Ce n’est donc pas par hasard que cette mobilisation se soit produite dans un climat qui est resté pour l’essentiel serein, et qui a jusqu’à ce jour permis d’affirmer l’existence d’une véritable communauté universitaire, à la différence de ce que nous avons pu observer dans d’autres universités.
Nous estimons cependant que ce que nous avons pu collectivement construire ou reconstruire est fragilisé par le contexte général (LMD, LRU, AERES, financements non pérennes de la recherche, etc.) dans lequel l’Université doit affirmer ses choix. Les effets d'une mise en concurrence accrue au sein de l'enseignement supérieur, sous la pression de critères qui pour une part échappent à l'Université elle-même, ainsi qu'une gestion relevant de plus en plus de logiques managériales et non du service public, menacent l'autonomie scientifique et pédagogique.
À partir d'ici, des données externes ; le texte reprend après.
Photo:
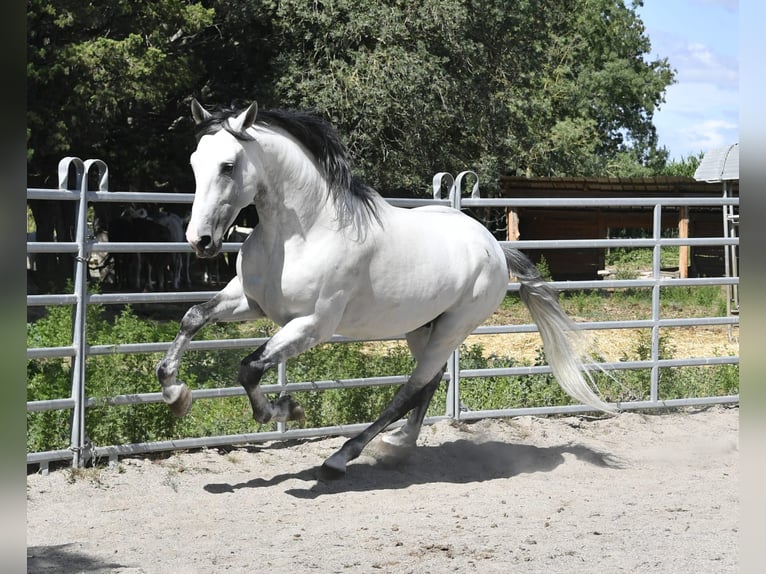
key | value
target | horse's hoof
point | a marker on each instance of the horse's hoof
(297, 413)
(333, 468)
(179, 399)
(288, 409)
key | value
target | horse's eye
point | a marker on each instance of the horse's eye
(227, 168)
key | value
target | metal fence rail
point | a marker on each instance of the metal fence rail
(80, 450)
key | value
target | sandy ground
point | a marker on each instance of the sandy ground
(636, 493)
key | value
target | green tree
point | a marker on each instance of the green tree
(105, 79)
(549, 87)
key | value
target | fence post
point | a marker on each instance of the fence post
(80, 442)
(656, 272)
(78, 326)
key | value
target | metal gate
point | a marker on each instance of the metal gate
(94, 170)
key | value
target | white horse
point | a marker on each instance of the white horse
(329, 255)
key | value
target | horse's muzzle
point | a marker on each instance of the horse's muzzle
(205, 248)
D’où la nécessité de construire et de défendre ensemble un projet pour Paris 8 qui nous soit propre.
Cela rend d’autant plus indispensable de nous appuyer collectivement sur ce qui constitue à nos yeux un patrimoine commun, intégrant nos différences mais favorisant nos convergences autour de principes que nous voulons continuer à faire nôtres. Ce patrimoine commun s’appuie sur les incontestables progrès accomplis dans la vie institutionnelle de notre Université ; nous voulons les approfondir : transparence, collégialité, meilleure prise en compte des conseils, plus large association des personnels à la vie de l’université. Cette démarche s’appuie aussi sur une capacité d’initiative et de réflexion, qu’incarnent notamment les Etats Généraux avec leurs prolongements, la tenue d’une journée de réflexion « pour une université critique pour tous », l’appel de Paris VIII (dit des sociologues), la démarche à caractère national de SLU, le renforcement des liens avec SLR, etc.
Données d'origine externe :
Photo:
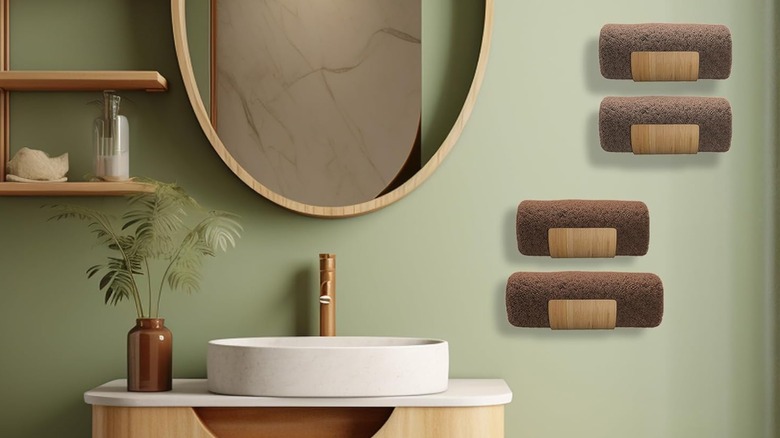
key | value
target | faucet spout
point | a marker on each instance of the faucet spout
(327, 294)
C’est en s’appuyant sur ce patrimoine commun que l’Université travaille en interne et se prépare à d’âpres négociations avec le ministère sur le quadriennal recherche, le quadriennal formation, le projet de l’Université, le Pres, etc
Dans un tel contexte, nous pensons nécessaire de consolider cette démarche autour de l’idée qu’il nous faut «
Défendre l’Université pour la Transformer».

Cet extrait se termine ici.